2015年度 71期入学式祝辞
2015.04.08
本日8日は、入学式が行われました。
以下は、入学式祝辞の要約です。
新入生の皆様、ご入学おめでとうございます。皆様のご入学を皆で心からお待ちしておりました。また本日は、学校法人清泉女学院理事長シスター塩谷、泉会会長桜井様には、ご多忙中にもかかわらずご臨席を賜り厚く御礼申し上げます。そして保護者の皆様にも心からお喜びを申し上げます。おめでとうございます。
新入生の皆さんは今日の入学式を楽しみにしていらしたと思います。清泉の桜は数日前あっという間に満開を迎えましたが、今日の入学式まで頑張って美しい花を残してくれています。
実を言いますと、私は皆さんと同じ校長1年生です。先日のオリエンテーションの時の校長先生とは違う人だな?と思ったでしょう。つまり、皆さんは私にとって校長として初めてこの学校にお迎えする記念すべき1年生です。
さて新入生の皆さんは本学院の71期生になります。

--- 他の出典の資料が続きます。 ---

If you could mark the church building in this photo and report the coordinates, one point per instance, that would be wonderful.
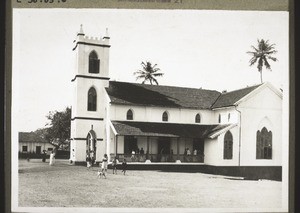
(154, 123)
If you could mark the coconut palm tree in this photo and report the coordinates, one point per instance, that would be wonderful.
(261, 54)
(148, 73)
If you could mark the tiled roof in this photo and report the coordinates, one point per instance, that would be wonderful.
(169, 96)
(164, 129)
(163, 96)
(229, 98)
(30, 137)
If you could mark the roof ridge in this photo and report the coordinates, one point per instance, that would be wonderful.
(211, 107)
(256, 85)
(149, 85)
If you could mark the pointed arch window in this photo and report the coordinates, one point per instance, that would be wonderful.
(129, 115)
(264, 144)
(228, 143)
(165, 116)
(92, 99)
(94, 62)
(198, 118)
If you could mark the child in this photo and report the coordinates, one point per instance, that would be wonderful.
(104, 164)
(114, 165)
(101, 172)
(124, 166)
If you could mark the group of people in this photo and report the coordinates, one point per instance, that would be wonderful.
(104, 164)
(136, 155)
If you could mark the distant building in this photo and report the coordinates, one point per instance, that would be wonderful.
(30, 142)
(237, 128)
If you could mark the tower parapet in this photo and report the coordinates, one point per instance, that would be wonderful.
(91, 40)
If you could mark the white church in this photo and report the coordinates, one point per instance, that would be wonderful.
(236, 129)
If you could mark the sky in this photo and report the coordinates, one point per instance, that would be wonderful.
(193, 48)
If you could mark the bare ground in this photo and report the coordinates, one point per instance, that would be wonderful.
(63, 185)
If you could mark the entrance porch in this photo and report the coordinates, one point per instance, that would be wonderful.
(159, 142)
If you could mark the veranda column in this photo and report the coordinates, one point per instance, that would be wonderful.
(178, 149)
(147, 152)
(116, 145)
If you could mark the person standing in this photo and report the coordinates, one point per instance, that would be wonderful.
(44, 156)
(104, 164)
(52, 159)
(124, 166)
(114, 165)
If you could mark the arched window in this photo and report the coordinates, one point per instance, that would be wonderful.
(264, 144)
(165, 116)
(198, 118)
(92, 99)
(228, 141)
(94, 62)
(129, 115)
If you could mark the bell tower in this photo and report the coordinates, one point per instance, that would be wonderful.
(91, 76)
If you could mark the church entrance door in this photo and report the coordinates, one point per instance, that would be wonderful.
(91, 145)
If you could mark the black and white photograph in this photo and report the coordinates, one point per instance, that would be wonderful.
(150, 110)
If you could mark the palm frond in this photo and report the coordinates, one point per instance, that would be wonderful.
(253, 60)
(272, 58)
(155, 81)
(260, 64)
(158, 74)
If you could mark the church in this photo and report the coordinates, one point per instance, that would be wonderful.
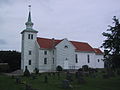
(46, 54)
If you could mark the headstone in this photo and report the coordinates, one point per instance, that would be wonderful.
(66, 84)
(18, 80)
(28, 87)
(46, 79)
(81, 80)
(69, 76)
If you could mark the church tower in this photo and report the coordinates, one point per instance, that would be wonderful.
(28, 54)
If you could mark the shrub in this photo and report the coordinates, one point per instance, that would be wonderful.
(59, 68)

1期生の入学した年が清泉女学院のスタートした年です。以前マスコミの報道によく登場していた、前の千葉県知事の堂本さんが清泉の1期生でした。そこから数えて、1万2千名以上の卒業生を世に送り出したことになります。このように沢山の卒業生が巣立ったわけですが、実は私もその中の一人です。
ところで、この学校の敷地内にはいくつかの建物があります。それらの建物にはラファエラ館とかラマリオ館というちょっと変わった名前がついています。ラファエラというのは清泉の創立者ラファエラマリア様のお名前です。そしてラマリオというのはラファエラマリア様の意思をついで日本にいらした4人のシスター方のお一人です。

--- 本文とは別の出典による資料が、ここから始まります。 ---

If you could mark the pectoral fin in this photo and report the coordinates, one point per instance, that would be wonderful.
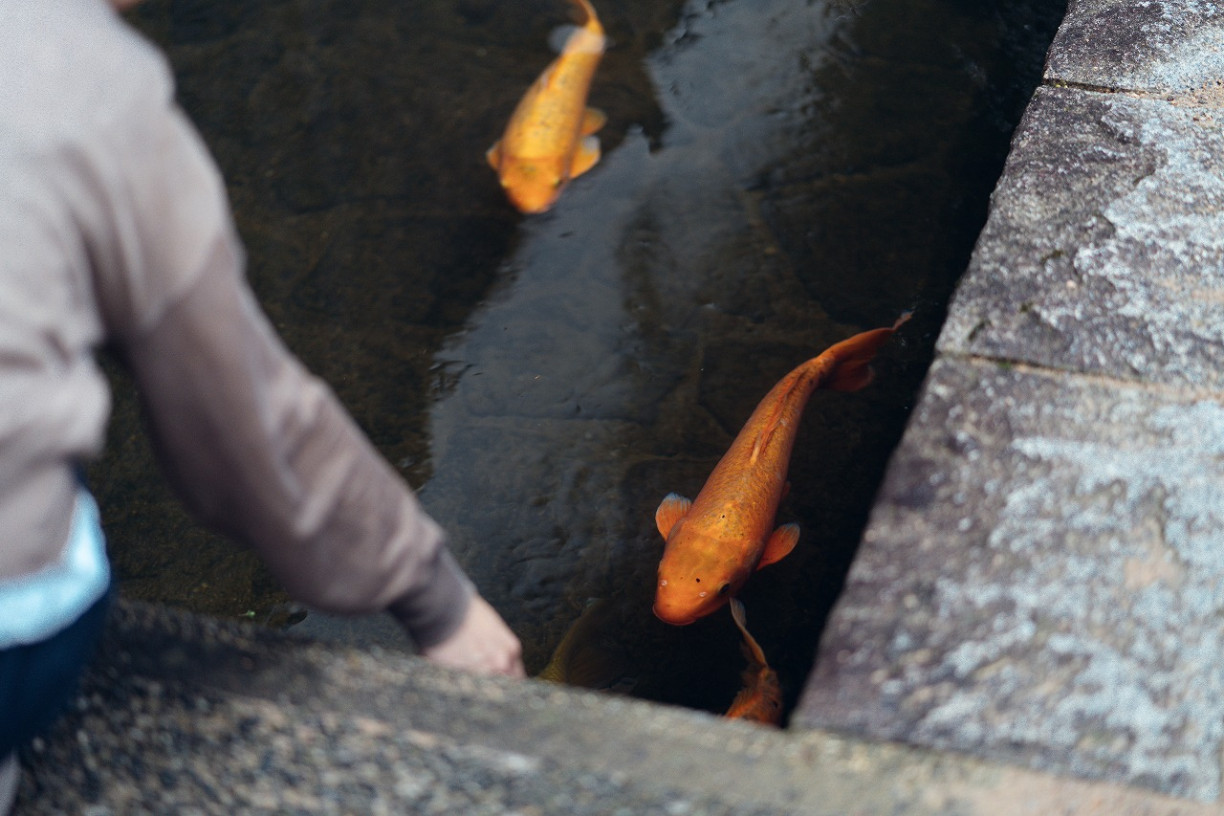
(593, 120)
(585, 157)
(780, 545)
(493, 155)
(672, 509)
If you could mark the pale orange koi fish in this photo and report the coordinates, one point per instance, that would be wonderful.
(550, 137)
(760, 700)
(715, 542)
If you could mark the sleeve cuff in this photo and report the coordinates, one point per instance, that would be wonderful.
(433, 611)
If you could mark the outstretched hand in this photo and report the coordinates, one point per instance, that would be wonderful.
(482, 644)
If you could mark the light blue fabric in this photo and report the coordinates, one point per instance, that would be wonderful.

清泉女学院のはじまりは、1934年に4人のシスターが来日したところから始まります。その後、戦後の荒廃した時代に学問と全人教育の場を日本の若い女性にという理念のもと横須賀の地に学校がスタートしました。私は、その横須賀の地で入学式を行い、その年の夏休み明けに現在の大船に移転した清泉の激動期を経験した新入生でした。なにしろ大船からのバスは現在のルートは未完成で、フラワーセンターの方を経由してやっとたどり着いたのをかすかに記憶しています。このあたりのお話は長くなりますので、また別の機会に致します。
清泉では勉学と心の教育の両方をよく伸ばしていくことを目標に教育活動を実践しています。勉強がいくら優れていても、人の痛みを理解できない人間になっては意味がありません。そこで新入生の皆さんには2つのことをお願いしておこうと思います。
一つは、しっかり基礎的な学習に力を入れてください。将来どのような仕事に就くにしても基礎がしっかりしていないと一人前にはなれません。また、中学で習う科目はすべてが将来の基礎となる科目ですから個人的に好き嫌いがあっても学習すべき事はきちんと身につけて下さい。それが成長してどの場面で役に立つかは現時点では予測不可能なのですから。
二つ目は、まわりの人の喜びが自分の喜びになるような人になってください。このことが実践できていれば、クラスやクラブ活動などでいじめなどが起こるはずがありません。
そして今年度からの学校目標は「SURSUM CORDA」です。この言葉はラテン語ですが、日本語に直訳すると「心を高く挙げよ!」という意味になります。ちょっとわかりにくい言葉ですが、身近な例をあげれば「両親から与えられた能力をより高く伸ばしなさい。そして、まわりの人の心に光と喜びを与えられるよう努力しなさい」ということです。
前に御紹介した1期生の堂本さんは同窓会の会報に寄稿して下さった文章の中に「清泉女学院の学校生活の中で知らず知らずのうちに『まことの知と共にまことの愛』をいただいた」と述べておられます。これこそが今も私達が目指している清泉における教育の根本精神です。
また皆さんがこれから長崎を訪問する機会がありましたら、長崎市西坂公園にある26聖人殉教の地をぜひ訪ねて下さい。実はその石碑の裏側にほとんどの人は気付かない「SURSUM CORDA」の言葉が刻まれています。それはこの石碑の作者が、迫害を受け過酷な運命をたどることになった26名のカトリック信者が、あくまでも信仰を捨てずに天国へ召される直前に思い浮かべたであろう言葉を想像して刻んだものだと言われています。
この言葉の解釈は幅広く様々ですが、どうか皆さんも困難な状況に遭遇したときはぜひこの言葉を思いだし、常に前向きな考え方で困難を克服して前進して下さい。
以上で私の入学式の挨拶とさせていただきます。